2021-11-06 00:41:17,579 INFO manager.MySQLManager: Preparing to use a MySQL streaming resultset.
2021-11-06 00:41:17,584 INFO tool.CodeGenTool: Beginning code generation
Loading class `com.mysql.jdbc.Driver'. This is deprecated.
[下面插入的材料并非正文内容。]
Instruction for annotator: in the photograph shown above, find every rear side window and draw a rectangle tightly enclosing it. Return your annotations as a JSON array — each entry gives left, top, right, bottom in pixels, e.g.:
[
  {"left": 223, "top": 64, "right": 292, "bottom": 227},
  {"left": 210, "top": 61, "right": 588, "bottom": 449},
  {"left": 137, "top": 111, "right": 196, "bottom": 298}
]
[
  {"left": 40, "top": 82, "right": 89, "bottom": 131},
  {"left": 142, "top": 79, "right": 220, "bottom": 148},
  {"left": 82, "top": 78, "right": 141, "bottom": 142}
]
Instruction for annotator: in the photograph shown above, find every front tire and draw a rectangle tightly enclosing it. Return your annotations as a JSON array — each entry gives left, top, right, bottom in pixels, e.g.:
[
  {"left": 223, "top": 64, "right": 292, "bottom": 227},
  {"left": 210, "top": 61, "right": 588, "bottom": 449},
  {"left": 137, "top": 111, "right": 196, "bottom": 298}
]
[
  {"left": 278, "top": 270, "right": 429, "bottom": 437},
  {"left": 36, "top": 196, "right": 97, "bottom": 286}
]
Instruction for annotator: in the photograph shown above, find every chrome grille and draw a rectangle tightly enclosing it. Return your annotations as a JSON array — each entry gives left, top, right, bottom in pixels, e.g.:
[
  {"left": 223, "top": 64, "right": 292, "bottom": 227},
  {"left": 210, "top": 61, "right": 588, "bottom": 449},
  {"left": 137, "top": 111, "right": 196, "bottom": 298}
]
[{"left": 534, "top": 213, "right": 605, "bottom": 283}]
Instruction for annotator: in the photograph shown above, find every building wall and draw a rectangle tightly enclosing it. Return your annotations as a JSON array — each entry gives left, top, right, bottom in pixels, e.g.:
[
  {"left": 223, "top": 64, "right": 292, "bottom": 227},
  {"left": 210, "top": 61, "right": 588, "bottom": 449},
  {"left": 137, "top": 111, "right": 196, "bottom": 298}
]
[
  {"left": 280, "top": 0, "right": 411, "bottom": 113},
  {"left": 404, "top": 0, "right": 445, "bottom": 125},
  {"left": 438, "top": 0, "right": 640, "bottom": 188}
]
The new driver class is `com.mysql.cj.jdbc.Driver'. The driver is automatically registered via the SPI and manual loading of the driver class is generally unnecessary.
2021-11-06 00:41:17,831 INFO manager.SqlManager: Executing SQL statement: SELECT t.* FROM `customer` AS t LIMIT 1
2021-11-06 00:41:17,874 INFO manager.SqlManager: Executing SQL statement: SELECT t.* FROM `customer` AS t LIMIT 1
2021-11-06 00:41:17,880 INFO orm.CompilationManager: HADOOP_MAPRED_HOME is /home/Hadoop/Hadoop/hadoop-3.3.1
......(此處有省略)
2021-11-06 00:42:20,755 INFO hive.HiveImport: OK
2021-11-06 00:42:20,756 INFO hive.HiveImport: 2021-11-06 00:42:20,755 INFO [40671dec-9d11-4d68-b514-9df6685af945 main] ql.Driver (SessionState.java:printInfo(1227)) - OK
2021-11-06 00:42:20,756 INFO hive.HiveImport: 2021-11-06 00:42:20,755 INFO [40671dec-9d11-4d68-b514-9df6685af945 main] lockmgr.DbTxnManager (DbTxnManager.java:stopHeartbeat(846)) - Stopped heartbeat for query: grid_20211106004218_3df662fa-e868-477a-a8db-eb11ce9534fe
2021-11-06 00:42:20,854 INFO hive.HiveImport: Time taken: 2.147 seconds
2021-11-06 00:42:20,855 INFO hive.HiveImport: 2021-11-06 00:42:20,854 INFO [40671dec-9d11-4d68-b514-9df6685af945 main] CliDriver (SessionState.java:printInfo(1227)) - Time taken: 2.147 seconds
2021-11-06 00:42:20,855 INFO hive.HiveImport: 2021-11-06 00:42:20,855 INFO [40671dec-9d11-4d68-b514-9df6685af945 main] conf.HiveConf (HiveConf.java:getLogIdVar(5040)) - Using the default value passed in for log id: 40671dec-9d11-4d68-b514-9df6685af945
2021-11-06 00:42:20,856 INFO hive.HiveImport: 2021-11-06 00:42:20,855 INFO [40671dec-9d11-4d68-b514-9df6685af945 main] session.SessionState (SessionState.java:resetThreadName(452)) - Resetting thread name to main
2021-11-06 00:42:20,856 INFO hive.HiveImport: 2021-11-06 00:42:20,856 INFO [main] conf.HiveConf (HiveConf.java:getLogIdVar(5040)) - Using the default value passed in for log id: 40671dec-9d11-4d68-b514-9df6685af945
2021-11-06 00:42:20,907 INFO hive.HiveImport: 2021-11-06 00:42:20,905 INFO [main] session.SessionState (SessionState.java:dropPathAndUnregisterDeleteOnExit(885)) - Deleted directory: /user/hive/tmp/grid/40671dec-9d11-4d68-b514-9df6685af945 on fs with scheme hdfs
2021-11-06 00:42:20,907 INFO hive.HiveImport: 2021-11-06 00:42:20,906 INFO [main] session.SessionState (SessionState.java:dropPathAndUnregisterDeleteOnExit(885)) - Deleted directory: /tmp/hive/Local/40671dec-9d11-4d68-b514-9df6685af945 on fs with scheme file
2021-11-06 00:42:20,907 INFO hive.HiveImport: 2021-11-06 00:42:20,906 INFO [main] metastore.HiveMetaStoreClient (HiveMetaStoreClient.java:close(600)) - Closed a connection to metastore, current connections: 1
2021-11-06 00:42:21,038 INFO hive.HiveImport: Hive import complete.